Author affiliations: Yamaguchi University, Yoshida, Japan (N.T.B. Tran, H. Shimoda, S. Minami, Supriyono, A. Takano, D. Hayasaka, K. Maeda); National Institute of Infectious Diseases, Toyama, Tokyo, Japan (K. Ishijima, K. Yonemitsu, Y. Kuroda, K. Tatemoto, M.V. Mendoza, K. Sawabe, H. Isawa, K. Maeda); Okayama University of Science, Imabari, Japan (R. Kuwata); Yamaguchi Prefectural Grand Medical Center, Hofu, Japan (M. Muto)

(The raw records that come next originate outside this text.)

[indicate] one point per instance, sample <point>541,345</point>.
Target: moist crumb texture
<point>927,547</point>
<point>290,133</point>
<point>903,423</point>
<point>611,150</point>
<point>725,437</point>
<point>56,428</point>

The genus Thogotovirus, family Orthomyxoviridae, comprises viruses that are most frequently transmitted by a variety of hard and soft tick species (1). Although most thogotoviruses are associated with tick species, there are several exceptions, such as Sinu virus, which was isolated from mosquitoes (2); Dielmo orthomyxovirus, isolated from Culicoides midges (3); and Araguari virus, isolated only from vertebrates (4). Thogoto, Dhori, and Bourbon viruses have been associated with human disease. Thogoto and Dhori viruses have been reported to cause encephalitis, febrile illness, and death in humans (5,6), and Bourbon virus to cause febrile illness and death in humans (7). In addition, Thogoto virus has been reported to cause abortions in sheep (8), and many wild animals are positive for Bourbon virus antibodies (9).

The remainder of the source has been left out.